Automatic configuration for Querx sensors
If the configuration of Querx was successful, a dialog that lets Palamoa configure Querx automatically should appear after Querx has sent its first data set. If you click "Yes", Querx will be set up automatically and you can skip the section "Configuring sensors manually".
Configuring sensors manually
A first set of data sent by Querx should appear in the dark field after about a minute.
Once the data is displayed, click Add Sensor, in order to enter a sensor.
Type the sensor’s name into the input field.
Palamoa is highly flexible, making it able to read various data formats. We need to tell the cloud where the corresponding data is located within the data set. We do this by clicking on the input field Value, thus activating it. We then need to click the temperature value within the data set.
Repeat this procedure for the unit by clicking the input field Unit and then selecting °C in the data set.
Palamoa now knows where to find the data that is required to display the temperature.
When configuring a Querx TH or THP sensor, you can add further sensors. You can close the window once all sensors are configured.
Back on the dashboard, the device appears with the configured sensors.
In the current version it might be necessary to refresh the page for the changes to be displayed correctly.
The device’s name, along with the sensor’s name and the most recent value appears in the widget. Congratulations, you have configured your first Palamoa dashboard.
You can now add further devices, sensors and widgets in the same way, in order to further extend your dashboard.
A Palamoa app that lets you easily monitor your data from your Android smartphone is also available. You can find it here in the Google Play Store. (https://play.google.com/store/apps/details?id=com.palamoa_android).
Instead of having to enter your data manually, you can alternatively choose to log in using a QR code.
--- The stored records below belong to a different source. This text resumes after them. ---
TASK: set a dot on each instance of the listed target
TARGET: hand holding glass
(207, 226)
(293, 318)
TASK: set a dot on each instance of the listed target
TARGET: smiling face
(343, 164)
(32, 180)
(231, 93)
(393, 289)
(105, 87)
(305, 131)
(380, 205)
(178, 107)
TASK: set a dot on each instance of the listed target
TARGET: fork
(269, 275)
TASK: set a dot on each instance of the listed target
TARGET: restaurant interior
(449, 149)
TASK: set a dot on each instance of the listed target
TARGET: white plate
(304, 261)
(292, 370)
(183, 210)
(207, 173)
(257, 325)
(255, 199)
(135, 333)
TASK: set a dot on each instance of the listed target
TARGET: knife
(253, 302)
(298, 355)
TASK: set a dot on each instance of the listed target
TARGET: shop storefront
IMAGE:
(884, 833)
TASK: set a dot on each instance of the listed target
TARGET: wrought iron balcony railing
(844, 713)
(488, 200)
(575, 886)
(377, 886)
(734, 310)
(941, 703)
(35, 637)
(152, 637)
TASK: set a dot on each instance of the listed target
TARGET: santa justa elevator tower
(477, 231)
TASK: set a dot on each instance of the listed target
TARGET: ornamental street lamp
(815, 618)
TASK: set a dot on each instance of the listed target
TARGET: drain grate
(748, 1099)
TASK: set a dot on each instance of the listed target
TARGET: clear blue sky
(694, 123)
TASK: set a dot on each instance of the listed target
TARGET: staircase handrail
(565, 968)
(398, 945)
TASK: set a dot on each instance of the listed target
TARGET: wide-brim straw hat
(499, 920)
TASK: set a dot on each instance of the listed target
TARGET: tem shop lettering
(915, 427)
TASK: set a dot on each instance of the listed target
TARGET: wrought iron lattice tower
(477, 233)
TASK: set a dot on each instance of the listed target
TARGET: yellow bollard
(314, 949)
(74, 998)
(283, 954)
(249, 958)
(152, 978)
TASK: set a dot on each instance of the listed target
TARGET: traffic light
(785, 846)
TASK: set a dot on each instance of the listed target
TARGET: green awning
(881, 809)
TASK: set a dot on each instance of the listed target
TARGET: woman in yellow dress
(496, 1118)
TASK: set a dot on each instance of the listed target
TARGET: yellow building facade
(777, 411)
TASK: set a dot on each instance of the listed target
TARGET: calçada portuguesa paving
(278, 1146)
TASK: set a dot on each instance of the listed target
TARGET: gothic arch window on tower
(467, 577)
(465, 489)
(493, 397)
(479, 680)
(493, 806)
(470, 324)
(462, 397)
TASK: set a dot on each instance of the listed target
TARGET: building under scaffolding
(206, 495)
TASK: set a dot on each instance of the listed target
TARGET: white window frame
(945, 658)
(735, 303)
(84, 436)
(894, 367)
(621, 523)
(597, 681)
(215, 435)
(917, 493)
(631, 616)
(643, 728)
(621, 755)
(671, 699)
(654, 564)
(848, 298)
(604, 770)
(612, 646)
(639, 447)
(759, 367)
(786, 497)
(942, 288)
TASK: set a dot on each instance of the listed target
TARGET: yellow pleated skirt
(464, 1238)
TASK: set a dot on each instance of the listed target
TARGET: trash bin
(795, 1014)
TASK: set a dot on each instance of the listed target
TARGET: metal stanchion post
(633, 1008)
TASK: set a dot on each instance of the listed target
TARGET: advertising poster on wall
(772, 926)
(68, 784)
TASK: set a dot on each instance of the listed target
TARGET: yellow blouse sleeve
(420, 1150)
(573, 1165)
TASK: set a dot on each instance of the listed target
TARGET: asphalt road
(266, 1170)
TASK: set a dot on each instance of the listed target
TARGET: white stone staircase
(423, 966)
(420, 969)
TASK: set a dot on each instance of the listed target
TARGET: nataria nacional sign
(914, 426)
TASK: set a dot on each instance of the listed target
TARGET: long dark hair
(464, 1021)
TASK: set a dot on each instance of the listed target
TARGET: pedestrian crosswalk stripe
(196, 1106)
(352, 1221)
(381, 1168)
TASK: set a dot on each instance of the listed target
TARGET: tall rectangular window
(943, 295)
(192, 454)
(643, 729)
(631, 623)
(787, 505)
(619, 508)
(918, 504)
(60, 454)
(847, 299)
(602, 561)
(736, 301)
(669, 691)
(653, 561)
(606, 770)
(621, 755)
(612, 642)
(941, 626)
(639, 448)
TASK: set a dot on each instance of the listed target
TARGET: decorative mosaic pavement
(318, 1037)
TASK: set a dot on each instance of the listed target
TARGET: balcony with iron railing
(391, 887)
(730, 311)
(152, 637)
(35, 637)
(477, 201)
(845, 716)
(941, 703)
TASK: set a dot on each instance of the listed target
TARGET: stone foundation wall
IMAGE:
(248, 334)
To do this, simply open the QR Code Scanner in the Palamoa app.
On the Palamoa dashboard on the web, click the smartphone icon (in the menu bar at the top) and scan the displayed QR code using the Palamoa Android app.
About Querx in the Cloud
Certain conditions that are not always easily established or preexisting are required to access the sensors’ data via the internet, when one is not connected to the local network. Some keywords are static IP-address, dynamic DNS, VPN, NAT and port forwarding.
Many clients would also like to be able to view the data measured by multiple sensors that are located in different places on a single web site.
A cloud offers an alternative that can be configured easily. Querx will periodically send its tracked data to a web server that saves and visualizes the data. Querx has already supported some cloud services, such as Xively, ThingSpeak and dweet.io for a while. Unfortunately, we have had problems with cloud operators changing their service or closing it down entirely in the past. The sale of Xively to Google and displaying data from dweet.io via Freeboard are examples of such issues. Beginning with firmware version 4.2, we have taken a more open approach to cloud integration, supporting the transfer of data to external cloud services that are not directly implemented in the firmware.
Additionally, we envisage a free, independent cloud service provided by egnite. This service is now available and goes by the name Palamoa. The current version is still in its infancy, but already indicates the direction we are headed in. One main focus is customizability without making the configuration too complicated.